5) Murakami yaşadığımız dönemin en önemli ve eline kuvvetli Japon romancılarından biri. Aynı zamanda da bir maraton koşucusu kendisi. Otobiyografik öğelerle bezenmiş “What I talk about, when I talk about running” isimli kitabında (Türkçe çeviri ismini bilerek kullanmadım, İngilizce'siyle kıyaslayınca çok anlamsız duruyor, fakat çevirisi var, isteyen bakabilir) ilk roman yazmaya başladığı ve bundan ilk ciddi kazancını elde etmeye başladığı döneme dair kısımlarında buna benzer bir cümle kuruyor.
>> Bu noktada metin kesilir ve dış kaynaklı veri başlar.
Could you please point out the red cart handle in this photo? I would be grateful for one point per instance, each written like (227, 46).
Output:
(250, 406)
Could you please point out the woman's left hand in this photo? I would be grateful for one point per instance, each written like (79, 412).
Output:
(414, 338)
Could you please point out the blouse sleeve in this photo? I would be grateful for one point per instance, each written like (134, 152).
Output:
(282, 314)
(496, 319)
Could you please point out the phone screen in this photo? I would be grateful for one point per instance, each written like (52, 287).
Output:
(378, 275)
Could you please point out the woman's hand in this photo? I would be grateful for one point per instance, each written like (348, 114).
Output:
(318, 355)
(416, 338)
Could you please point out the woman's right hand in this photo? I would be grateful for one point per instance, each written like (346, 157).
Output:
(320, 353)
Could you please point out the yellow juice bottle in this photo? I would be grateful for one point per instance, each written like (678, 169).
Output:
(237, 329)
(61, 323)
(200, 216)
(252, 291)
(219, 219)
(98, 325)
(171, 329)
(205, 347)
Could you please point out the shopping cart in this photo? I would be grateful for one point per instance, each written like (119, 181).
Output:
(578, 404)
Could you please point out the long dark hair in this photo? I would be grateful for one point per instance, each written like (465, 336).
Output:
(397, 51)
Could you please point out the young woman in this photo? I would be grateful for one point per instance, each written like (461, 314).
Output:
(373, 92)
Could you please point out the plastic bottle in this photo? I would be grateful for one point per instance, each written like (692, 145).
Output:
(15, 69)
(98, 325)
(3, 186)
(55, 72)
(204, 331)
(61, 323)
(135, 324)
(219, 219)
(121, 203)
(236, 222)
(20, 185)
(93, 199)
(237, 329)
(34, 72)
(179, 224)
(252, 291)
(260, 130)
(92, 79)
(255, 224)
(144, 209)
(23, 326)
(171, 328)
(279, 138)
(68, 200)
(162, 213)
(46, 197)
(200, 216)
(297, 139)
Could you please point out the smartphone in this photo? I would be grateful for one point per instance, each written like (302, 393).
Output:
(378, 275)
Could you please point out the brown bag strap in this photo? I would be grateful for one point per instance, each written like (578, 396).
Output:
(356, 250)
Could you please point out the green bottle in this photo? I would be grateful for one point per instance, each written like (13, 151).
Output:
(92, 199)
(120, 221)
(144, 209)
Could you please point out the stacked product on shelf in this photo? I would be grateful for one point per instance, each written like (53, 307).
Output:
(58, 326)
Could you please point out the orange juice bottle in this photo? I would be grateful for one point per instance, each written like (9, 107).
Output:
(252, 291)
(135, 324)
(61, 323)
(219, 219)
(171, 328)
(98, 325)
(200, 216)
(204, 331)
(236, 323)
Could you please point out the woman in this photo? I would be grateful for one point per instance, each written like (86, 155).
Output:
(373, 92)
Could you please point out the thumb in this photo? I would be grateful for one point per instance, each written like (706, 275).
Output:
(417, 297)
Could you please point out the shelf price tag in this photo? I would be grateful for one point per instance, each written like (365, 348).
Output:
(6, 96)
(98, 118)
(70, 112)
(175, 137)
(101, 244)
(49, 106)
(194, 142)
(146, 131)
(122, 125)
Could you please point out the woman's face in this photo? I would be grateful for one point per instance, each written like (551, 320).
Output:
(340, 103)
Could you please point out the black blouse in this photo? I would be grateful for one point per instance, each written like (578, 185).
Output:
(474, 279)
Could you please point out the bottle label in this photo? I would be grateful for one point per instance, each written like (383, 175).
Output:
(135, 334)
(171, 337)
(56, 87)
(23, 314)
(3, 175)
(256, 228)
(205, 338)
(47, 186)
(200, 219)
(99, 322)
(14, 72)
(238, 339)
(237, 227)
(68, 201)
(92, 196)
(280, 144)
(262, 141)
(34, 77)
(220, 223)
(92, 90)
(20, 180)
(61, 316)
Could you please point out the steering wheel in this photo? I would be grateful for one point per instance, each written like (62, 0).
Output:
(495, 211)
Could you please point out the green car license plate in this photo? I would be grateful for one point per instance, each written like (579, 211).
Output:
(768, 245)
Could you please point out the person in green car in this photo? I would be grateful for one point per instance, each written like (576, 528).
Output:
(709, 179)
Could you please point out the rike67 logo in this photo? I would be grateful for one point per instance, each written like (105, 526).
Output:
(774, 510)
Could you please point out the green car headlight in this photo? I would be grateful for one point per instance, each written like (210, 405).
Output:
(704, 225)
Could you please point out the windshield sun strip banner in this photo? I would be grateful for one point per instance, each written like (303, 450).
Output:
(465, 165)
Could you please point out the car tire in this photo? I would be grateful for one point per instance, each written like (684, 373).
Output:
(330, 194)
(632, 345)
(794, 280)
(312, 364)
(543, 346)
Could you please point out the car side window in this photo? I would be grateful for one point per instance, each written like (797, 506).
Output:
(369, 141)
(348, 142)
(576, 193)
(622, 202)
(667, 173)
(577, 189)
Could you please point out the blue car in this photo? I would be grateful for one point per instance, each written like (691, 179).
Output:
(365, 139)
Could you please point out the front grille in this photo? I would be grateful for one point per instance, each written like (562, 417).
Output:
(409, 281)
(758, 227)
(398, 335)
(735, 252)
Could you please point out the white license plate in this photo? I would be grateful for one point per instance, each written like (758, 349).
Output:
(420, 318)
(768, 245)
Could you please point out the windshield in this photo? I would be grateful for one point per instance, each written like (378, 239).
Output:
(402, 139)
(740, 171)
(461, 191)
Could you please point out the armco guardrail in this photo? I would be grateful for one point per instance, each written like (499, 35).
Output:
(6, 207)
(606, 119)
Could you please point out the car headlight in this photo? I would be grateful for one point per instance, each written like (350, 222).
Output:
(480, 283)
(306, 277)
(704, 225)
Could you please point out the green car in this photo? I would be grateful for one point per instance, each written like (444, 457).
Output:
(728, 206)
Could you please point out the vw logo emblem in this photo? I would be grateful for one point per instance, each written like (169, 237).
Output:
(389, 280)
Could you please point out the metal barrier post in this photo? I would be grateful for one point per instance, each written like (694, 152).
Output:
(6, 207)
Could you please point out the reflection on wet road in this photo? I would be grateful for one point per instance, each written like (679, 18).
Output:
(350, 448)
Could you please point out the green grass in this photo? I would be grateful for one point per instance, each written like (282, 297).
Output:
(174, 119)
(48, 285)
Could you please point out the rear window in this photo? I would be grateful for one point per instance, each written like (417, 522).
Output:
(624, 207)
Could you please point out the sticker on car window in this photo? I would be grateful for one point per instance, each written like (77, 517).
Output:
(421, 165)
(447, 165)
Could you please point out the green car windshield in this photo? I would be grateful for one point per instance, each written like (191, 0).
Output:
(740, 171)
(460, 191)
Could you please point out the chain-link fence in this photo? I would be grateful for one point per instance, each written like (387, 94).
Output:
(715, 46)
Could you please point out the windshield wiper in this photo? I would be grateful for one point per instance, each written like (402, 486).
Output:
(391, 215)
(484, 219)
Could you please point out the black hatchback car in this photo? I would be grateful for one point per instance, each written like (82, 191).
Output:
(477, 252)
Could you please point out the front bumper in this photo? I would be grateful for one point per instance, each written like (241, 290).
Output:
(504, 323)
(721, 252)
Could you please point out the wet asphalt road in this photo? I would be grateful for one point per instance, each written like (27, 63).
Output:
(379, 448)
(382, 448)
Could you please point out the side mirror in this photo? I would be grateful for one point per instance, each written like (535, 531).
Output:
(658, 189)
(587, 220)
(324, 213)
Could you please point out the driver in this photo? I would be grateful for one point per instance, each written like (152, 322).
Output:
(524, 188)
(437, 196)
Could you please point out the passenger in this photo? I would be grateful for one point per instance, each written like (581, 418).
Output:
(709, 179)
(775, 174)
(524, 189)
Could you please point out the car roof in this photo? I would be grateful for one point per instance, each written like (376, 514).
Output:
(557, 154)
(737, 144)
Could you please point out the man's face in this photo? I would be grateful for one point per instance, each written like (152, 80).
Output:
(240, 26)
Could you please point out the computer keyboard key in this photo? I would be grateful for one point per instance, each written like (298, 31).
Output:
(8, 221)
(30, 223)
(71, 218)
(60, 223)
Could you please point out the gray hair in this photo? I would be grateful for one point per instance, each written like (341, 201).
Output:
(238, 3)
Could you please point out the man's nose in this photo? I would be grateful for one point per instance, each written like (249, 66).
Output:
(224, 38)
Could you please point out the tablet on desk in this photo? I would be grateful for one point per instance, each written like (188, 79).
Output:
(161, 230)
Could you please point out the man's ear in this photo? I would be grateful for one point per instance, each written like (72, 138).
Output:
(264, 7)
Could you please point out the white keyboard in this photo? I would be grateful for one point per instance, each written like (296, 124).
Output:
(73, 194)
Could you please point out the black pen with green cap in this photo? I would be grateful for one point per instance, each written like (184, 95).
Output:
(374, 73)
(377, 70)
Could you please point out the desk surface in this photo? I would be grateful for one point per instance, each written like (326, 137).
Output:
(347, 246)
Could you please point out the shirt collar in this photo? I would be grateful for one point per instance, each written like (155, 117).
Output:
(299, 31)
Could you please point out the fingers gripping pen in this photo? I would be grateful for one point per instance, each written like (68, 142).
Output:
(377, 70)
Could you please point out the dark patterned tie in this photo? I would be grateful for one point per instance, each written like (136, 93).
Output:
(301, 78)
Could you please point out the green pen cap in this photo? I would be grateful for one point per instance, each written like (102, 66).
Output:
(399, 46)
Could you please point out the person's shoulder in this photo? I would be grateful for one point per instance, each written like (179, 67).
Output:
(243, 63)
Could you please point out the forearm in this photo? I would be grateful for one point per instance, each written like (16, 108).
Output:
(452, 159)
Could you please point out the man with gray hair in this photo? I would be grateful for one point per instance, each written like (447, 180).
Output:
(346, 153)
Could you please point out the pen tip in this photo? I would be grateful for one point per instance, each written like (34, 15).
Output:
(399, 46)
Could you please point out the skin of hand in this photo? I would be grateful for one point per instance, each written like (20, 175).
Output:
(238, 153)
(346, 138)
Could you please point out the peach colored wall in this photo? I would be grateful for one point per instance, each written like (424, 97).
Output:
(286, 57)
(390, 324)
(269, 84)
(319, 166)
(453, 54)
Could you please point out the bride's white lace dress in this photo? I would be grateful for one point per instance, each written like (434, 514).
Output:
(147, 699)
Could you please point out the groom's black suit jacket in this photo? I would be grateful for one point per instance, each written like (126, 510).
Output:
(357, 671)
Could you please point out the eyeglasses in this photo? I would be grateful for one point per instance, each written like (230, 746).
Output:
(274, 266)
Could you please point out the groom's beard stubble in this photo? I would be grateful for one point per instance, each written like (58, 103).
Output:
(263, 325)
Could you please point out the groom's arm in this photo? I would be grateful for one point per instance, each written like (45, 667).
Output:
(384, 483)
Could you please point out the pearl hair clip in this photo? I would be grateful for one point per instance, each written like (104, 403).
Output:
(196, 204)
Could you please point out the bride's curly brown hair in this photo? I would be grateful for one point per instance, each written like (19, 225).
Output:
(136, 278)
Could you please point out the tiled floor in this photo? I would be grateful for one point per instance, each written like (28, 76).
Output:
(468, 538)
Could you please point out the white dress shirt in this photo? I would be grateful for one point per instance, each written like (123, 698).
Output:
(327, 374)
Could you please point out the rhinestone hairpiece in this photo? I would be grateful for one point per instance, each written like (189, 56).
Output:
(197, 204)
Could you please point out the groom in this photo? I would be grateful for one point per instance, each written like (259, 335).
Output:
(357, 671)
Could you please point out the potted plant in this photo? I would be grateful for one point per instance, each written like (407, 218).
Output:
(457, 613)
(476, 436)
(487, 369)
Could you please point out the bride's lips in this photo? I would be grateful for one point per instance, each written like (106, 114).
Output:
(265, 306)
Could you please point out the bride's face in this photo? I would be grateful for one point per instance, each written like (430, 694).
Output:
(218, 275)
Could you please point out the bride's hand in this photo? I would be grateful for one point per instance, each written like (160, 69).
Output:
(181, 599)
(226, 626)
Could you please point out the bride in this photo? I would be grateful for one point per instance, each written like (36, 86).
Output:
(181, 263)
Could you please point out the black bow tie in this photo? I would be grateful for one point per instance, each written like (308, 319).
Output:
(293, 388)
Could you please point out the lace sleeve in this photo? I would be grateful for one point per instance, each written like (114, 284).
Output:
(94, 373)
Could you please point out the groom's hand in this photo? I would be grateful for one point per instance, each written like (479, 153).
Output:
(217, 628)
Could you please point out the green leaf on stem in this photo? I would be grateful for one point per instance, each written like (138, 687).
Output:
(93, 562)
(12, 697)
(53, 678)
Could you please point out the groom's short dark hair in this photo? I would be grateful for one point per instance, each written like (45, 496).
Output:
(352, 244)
6) Aynı bölgede önceden açılmış başka rotalar için bknz: www.tuncfindik.com Bizden önce benzer bir çıkartma operasyonuyla açılmış birtakım rotalar için bknz: http://tirmanis.org/alpinizm/uzun-duvar/222-aladaglar-maden-bogazinda-yeni-rotaalr

7) Kurgusal karakter Erşan Kuneri’nin yine bir kurgusal senarist olan (Bob Marley) Faruk’a ismini verdiği fakat kaçak sigara bulundurmaktan ne yazık ki çekilemeyen Türkiye’nin ilk (!) bilimkurgu filmi olmayı ucundan kaçırmış film.

8) Teşekkür Ettim ve Yanından Ayrıldım – Feyyaz Yiğit, 2017.